There exists an underlying idea that data is an annoying tool that is used in the academic realm for science and theory. To many, ‘data collection’ brings to mind images of stuffy scientists conducting field experiments for an academic journal. In fact, data collection almost seems inaccessible, reserved for major academic institutions and research teams. For that reason, it may be hard to see the importance of collecting data for a smaller scale, like a farm or a market. Tracking the progress of a plot of heirloom tomatoes over time may seem like a casual annoyance in the scope of all that you have to do to get your product to market.
Small farmers have consistently faced challenges bringing their food to market. Policy and subsidies favor large-scale growers in a way that can make it difficult for smaller operations to compete. As agricultural funding garners more attention in the political realm, the uncertainties that farming faces can appear magnified for small-scale growers.

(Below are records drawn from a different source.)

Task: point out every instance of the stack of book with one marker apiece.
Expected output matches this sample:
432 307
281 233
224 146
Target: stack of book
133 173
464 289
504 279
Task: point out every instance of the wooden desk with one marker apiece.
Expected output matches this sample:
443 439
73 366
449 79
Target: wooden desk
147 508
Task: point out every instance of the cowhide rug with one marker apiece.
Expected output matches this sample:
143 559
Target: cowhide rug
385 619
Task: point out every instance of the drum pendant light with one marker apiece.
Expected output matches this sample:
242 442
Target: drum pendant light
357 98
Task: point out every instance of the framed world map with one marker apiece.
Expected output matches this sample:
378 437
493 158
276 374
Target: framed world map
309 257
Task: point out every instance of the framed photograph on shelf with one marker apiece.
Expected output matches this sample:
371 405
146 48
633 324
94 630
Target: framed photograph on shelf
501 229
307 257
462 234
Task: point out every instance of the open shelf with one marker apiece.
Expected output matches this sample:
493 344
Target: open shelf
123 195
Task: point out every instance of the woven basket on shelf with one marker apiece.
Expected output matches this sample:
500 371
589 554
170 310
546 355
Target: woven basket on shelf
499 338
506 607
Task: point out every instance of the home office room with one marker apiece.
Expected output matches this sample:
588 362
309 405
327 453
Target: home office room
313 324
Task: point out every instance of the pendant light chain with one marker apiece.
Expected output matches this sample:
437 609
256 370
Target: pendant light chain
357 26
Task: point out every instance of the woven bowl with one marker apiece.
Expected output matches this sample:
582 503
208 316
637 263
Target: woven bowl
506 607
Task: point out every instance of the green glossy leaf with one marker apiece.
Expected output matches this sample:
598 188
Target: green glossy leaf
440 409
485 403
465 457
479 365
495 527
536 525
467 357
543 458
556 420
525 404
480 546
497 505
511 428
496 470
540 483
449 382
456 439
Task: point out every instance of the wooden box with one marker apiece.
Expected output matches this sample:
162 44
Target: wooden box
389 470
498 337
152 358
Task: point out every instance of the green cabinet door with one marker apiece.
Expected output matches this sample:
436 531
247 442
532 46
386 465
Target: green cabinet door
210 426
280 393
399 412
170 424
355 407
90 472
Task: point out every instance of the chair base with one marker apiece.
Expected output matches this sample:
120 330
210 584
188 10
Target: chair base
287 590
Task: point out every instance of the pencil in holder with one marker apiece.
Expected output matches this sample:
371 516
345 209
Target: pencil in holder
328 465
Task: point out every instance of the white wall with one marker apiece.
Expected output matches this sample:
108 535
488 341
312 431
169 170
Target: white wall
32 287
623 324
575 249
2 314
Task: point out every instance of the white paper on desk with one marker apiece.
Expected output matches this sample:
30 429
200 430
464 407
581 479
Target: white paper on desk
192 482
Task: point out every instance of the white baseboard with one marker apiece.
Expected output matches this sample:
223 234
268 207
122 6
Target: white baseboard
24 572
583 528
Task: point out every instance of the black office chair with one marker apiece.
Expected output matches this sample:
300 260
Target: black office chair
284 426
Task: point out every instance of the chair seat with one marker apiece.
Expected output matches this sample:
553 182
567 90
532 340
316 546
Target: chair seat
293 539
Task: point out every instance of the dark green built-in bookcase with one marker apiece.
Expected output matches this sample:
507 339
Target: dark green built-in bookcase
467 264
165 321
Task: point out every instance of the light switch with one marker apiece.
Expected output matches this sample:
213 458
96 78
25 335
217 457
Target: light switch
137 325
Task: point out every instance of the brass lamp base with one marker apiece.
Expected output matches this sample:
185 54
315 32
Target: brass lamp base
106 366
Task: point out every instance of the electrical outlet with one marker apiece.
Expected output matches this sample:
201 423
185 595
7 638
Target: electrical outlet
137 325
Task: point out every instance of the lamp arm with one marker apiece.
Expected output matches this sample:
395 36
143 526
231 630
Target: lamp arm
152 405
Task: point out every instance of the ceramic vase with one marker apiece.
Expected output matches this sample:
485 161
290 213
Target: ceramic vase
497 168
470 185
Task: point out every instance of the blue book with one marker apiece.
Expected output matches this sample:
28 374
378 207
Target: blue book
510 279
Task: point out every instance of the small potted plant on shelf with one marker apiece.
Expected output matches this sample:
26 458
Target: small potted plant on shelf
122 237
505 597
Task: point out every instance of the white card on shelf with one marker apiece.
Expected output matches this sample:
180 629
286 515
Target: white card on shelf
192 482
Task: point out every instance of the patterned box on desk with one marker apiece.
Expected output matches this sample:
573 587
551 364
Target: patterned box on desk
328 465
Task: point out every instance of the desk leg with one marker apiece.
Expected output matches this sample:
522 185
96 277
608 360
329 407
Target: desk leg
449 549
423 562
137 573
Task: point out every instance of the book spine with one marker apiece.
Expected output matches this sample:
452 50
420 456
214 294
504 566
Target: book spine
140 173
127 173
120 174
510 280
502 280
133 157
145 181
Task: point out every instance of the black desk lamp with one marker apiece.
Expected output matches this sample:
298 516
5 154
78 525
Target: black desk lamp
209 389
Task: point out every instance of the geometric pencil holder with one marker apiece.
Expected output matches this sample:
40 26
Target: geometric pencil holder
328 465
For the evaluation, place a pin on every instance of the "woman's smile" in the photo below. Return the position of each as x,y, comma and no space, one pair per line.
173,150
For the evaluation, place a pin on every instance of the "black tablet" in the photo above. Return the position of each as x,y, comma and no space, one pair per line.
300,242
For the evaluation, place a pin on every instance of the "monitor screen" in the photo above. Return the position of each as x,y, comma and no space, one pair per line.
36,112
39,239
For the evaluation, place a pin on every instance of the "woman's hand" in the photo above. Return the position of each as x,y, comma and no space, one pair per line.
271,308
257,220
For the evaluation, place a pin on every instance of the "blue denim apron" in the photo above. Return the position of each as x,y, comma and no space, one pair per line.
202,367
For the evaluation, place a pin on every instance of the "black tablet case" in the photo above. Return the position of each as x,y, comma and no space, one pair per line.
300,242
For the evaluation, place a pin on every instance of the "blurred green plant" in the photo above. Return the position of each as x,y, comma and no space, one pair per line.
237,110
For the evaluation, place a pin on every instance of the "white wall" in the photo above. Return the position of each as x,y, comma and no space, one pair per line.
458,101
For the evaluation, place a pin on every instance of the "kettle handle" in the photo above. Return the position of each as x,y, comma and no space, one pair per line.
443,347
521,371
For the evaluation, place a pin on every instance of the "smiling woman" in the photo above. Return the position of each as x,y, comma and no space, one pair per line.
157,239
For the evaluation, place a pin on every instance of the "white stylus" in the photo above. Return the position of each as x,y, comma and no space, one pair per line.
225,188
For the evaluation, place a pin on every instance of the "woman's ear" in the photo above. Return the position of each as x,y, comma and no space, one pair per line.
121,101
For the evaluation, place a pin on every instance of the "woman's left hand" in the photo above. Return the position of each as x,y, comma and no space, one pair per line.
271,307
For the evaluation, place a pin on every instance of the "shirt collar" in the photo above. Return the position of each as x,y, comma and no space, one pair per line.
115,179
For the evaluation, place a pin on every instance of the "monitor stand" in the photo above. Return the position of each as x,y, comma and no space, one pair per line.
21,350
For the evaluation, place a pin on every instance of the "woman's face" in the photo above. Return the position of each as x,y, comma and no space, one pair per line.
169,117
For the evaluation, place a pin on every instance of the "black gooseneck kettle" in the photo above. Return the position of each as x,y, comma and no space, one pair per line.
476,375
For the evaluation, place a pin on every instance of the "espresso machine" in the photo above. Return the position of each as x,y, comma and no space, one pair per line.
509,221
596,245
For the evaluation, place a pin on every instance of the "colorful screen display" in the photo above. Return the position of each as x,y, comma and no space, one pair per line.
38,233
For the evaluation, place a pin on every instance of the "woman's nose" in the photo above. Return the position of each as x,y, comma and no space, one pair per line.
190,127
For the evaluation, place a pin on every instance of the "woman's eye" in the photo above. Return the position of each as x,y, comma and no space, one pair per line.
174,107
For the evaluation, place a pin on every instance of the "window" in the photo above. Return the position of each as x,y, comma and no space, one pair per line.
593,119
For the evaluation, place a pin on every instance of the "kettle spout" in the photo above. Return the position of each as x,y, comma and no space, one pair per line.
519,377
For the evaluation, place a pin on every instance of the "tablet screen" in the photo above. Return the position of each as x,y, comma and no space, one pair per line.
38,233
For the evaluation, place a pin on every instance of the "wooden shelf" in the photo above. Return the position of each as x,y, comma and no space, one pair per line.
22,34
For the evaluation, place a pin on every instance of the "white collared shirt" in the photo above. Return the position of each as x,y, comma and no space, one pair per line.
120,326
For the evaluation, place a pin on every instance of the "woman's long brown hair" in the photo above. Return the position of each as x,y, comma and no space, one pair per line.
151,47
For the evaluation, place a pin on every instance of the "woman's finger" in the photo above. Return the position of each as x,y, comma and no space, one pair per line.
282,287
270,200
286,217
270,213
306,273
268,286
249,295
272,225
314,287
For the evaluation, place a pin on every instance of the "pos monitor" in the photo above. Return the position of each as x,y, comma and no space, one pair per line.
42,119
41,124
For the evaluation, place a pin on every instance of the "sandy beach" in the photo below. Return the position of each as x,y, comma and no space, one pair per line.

For perspective, the federal funds that support agriculture are covered under the FARM bill ( a bill used to fund nutrition and agricultural programs across the US) in the amount of $489 billion, a fraction of which directly supports small-scale farming.
The FARM bill break-down:
- The FARM bill = $489 billion USD
- Of this $489 billion, 79% of it is allocated to SNAP/nutrition programs which accounts for ~ $400 billion USD
- The remaining 21% goes to:
- Crop insurance, commodity programs, conservation, etc.
The bill goes up for renewal every four years, making 2018 its next renewal cycle. Of the 21% of the bill used to cover agricultural programs, a smaller fraction has direct benefits to farmers. With so much on the chopping block in this renewal cycle, it is imperative that farmers find ways to defend the funds allocated to small-medium scale farming.
The work to preserve the unique space that small scale farming has in food production becomes increasingly fragile because preservation, at its core, is a mechanism of defense. At this point in time, the best defensive move that can be made to preserve small-scale farming lies in the data. Think of data as a way to tell a story through numbers. Data can be used to communicate success, production and output, how well a certain program or product did at increasing yields, the number of visitors and much more. These stories need to be communicated to policy makers. As the FARM Bill goes up for renewal in 2018, we must find ways to engage in the fight to fund small-scale agriculture, and collecting data is the best way to do that.
GFMA is developing a number of resources to collect and aggregate data on behalf of farmers and markets across the state. We are inspired by our hard-working membership base to develop these tools. We know the impact that farmers and our local markets have in shaping community, and we recognize how important it is to have research-based representation in the coming years. GFMA aims to support the efforts of local growers in Georgia. There is no better way to do that than to encourage our members to take the lead in data collection.